Thermodynamics of extensive but nonadditive systems: modified Gibbs-Duhem equation in the dipolar gas

TL;DR

This paper explores the thermodynamics of nonadditive systems, demonstrating that shape-dependent entropy leads to violations of the Gibbs-Duhem equation, with numerical and experimental implications for dipolar gases.

Contribution

It introduces a modified Gibbs-Duhem equation for nonadditive systems and confirms its violation through numerical analysis of dipolar gases.

Findings

Shape dependence of entropy density causes Gibbs-Duhem violation.

Numerical evidence confirms the violation in dipolar gases.

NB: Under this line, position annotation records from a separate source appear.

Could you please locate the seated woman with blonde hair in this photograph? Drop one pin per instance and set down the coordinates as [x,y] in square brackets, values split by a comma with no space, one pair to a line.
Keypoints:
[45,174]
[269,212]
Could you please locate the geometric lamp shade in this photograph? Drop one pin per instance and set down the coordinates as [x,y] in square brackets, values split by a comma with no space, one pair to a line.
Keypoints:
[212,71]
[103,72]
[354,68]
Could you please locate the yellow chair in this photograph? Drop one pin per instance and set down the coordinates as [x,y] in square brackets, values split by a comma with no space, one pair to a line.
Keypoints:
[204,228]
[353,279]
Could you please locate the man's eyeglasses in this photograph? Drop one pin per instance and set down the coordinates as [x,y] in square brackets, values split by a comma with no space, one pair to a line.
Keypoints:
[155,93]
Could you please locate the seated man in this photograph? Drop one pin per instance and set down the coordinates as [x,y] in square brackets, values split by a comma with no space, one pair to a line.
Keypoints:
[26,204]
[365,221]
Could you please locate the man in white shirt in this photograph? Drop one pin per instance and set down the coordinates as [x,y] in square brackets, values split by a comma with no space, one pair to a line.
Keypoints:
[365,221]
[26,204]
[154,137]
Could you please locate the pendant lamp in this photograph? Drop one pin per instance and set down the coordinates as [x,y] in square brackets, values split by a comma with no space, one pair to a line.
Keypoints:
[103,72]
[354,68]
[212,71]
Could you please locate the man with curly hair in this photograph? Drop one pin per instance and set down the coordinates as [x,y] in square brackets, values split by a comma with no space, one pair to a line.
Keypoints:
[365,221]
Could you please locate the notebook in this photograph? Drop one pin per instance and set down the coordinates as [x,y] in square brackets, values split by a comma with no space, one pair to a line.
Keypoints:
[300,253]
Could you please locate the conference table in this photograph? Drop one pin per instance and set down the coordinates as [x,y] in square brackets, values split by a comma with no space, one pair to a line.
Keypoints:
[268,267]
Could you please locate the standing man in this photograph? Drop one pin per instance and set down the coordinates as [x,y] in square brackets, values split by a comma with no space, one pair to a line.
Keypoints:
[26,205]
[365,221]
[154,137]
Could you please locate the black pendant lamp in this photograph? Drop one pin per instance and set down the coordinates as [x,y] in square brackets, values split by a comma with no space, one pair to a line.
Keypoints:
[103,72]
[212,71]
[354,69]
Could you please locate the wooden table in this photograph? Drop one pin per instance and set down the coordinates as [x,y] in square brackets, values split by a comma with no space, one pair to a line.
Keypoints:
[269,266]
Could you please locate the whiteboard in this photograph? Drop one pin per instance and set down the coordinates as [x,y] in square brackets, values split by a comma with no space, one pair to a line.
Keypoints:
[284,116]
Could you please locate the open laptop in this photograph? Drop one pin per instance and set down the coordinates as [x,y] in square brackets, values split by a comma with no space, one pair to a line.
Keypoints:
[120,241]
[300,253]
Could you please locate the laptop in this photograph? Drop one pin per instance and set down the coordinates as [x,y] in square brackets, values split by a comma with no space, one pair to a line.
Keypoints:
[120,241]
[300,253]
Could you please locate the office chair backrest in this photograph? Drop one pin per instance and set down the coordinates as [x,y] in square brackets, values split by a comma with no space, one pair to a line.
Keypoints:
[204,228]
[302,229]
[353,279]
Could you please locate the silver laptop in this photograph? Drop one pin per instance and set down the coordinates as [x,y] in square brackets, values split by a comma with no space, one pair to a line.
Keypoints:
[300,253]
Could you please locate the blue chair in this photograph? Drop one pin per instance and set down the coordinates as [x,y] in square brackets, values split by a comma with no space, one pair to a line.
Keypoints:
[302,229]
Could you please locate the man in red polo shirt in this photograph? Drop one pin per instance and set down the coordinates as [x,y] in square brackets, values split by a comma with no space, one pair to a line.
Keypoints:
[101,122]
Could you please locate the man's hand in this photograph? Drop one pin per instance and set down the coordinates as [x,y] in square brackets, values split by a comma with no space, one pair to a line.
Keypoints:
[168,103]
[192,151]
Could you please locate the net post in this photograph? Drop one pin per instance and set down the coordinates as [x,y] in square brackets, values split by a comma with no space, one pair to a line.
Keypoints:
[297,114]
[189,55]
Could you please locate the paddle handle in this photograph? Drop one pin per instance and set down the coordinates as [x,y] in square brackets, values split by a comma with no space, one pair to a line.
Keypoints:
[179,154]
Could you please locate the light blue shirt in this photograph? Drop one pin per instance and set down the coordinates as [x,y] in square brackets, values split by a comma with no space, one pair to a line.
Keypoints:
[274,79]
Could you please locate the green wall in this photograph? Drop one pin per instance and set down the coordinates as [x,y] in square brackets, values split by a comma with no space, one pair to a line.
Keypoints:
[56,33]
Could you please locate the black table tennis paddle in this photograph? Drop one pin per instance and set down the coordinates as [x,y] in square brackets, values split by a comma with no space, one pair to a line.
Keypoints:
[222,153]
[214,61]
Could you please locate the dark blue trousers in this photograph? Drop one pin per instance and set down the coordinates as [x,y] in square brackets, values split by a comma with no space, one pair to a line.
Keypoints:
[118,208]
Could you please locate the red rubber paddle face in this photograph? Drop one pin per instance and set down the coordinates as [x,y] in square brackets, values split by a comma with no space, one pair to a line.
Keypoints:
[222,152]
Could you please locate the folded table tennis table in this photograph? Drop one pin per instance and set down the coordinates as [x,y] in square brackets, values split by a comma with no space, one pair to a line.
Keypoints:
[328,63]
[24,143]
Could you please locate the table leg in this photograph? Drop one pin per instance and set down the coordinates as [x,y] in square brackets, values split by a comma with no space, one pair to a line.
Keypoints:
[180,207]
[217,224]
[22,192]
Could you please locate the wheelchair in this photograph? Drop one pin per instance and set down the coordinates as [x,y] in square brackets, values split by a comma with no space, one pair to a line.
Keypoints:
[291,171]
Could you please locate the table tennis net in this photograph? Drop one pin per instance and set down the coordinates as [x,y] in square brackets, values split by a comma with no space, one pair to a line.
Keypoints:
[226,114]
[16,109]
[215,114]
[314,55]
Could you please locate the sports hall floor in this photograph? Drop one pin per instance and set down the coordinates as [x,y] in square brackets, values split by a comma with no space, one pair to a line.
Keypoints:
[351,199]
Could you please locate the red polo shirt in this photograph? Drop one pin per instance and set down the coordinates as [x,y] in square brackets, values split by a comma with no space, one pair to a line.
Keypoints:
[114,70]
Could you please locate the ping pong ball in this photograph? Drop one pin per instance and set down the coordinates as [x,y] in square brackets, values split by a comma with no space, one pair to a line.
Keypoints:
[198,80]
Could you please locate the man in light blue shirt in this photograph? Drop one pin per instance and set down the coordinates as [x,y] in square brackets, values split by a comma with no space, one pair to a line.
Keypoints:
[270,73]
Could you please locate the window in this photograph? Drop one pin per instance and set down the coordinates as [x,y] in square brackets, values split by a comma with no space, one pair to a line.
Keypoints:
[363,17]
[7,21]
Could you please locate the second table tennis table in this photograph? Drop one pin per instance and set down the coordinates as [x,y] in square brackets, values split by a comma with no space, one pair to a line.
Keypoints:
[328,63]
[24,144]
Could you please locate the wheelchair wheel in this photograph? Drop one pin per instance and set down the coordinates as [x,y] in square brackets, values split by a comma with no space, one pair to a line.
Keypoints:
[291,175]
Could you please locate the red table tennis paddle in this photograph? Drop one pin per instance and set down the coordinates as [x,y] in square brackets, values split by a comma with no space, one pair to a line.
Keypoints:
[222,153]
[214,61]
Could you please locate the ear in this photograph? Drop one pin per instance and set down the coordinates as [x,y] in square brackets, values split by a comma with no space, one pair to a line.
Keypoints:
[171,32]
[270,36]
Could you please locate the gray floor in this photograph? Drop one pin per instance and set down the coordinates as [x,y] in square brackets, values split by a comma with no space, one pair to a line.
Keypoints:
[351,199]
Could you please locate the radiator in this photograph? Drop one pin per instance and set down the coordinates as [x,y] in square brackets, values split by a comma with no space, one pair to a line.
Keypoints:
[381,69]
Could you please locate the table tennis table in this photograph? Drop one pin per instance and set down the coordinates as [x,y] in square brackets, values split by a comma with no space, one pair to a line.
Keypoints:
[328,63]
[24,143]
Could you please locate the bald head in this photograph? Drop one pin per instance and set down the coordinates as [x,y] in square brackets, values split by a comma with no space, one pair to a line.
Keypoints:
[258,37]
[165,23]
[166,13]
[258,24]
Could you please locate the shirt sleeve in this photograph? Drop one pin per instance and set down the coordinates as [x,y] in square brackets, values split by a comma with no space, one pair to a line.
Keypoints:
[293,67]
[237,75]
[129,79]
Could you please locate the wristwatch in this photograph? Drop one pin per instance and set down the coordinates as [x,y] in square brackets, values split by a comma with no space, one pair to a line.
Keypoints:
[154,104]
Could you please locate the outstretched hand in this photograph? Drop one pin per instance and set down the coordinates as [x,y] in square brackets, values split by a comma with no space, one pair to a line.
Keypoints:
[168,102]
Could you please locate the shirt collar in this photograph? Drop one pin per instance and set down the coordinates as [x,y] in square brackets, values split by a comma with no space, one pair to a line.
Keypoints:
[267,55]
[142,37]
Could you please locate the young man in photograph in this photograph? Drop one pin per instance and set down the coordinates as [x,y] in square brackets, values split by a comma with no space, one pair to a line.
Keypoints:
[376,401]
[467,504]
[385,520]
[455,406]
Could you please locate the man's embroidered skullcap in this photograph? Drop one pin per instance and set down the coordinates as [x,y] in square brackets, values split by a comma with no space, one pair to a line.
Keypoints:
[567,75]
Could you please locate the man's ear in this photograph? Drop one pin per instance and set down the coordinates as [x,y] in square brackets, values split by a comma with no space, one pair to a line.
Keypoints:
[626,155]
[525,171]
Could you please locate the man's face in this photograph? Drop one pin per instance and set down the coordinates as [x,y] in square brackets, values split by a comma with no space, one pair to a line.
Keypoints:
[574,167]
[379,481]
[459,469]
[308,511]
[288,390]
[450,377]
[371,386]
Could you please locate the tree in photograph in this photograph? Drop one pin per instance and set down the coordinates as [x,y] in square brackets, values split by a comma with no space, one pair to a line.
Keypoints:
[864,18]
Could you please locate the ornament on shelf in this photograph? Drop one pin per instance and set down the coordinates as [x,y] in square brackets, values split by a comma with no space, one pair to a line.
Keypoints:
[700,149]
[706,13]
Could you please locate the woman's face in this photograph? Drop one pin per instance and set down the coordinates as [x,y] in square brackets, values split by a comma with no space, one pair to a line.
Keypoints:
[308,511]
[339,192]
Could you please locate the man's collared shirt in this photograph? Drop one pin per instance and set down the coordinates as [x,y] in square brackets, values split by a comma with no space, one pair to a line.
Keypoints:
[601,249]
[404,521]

Potential observability in cold-atom experiments.

Abstract

Thermodynamic properties of extensive but nonadditive systems are investigated. The precise definitions of additivity and extensivity are presented, and we will see that additivity derives several important properties including the shape-independence of the thermodynamic functions, the concavity of the entropy, and the equivalence of ensembles. In nonadditive systems, some of the above properties can be violated. It is pointed out that the shape-dependence of the entropy density in a nonadditive system results in the violation of the Gibbs-Duhem equation. As an example, the dipolar gas is numerically studied and the violation of the Gibbs-Duhem equation is confirmed. The predicted violation of the Gibbs-Duhem equation should be observable in cold-atom experiment with polarized dipolar gas.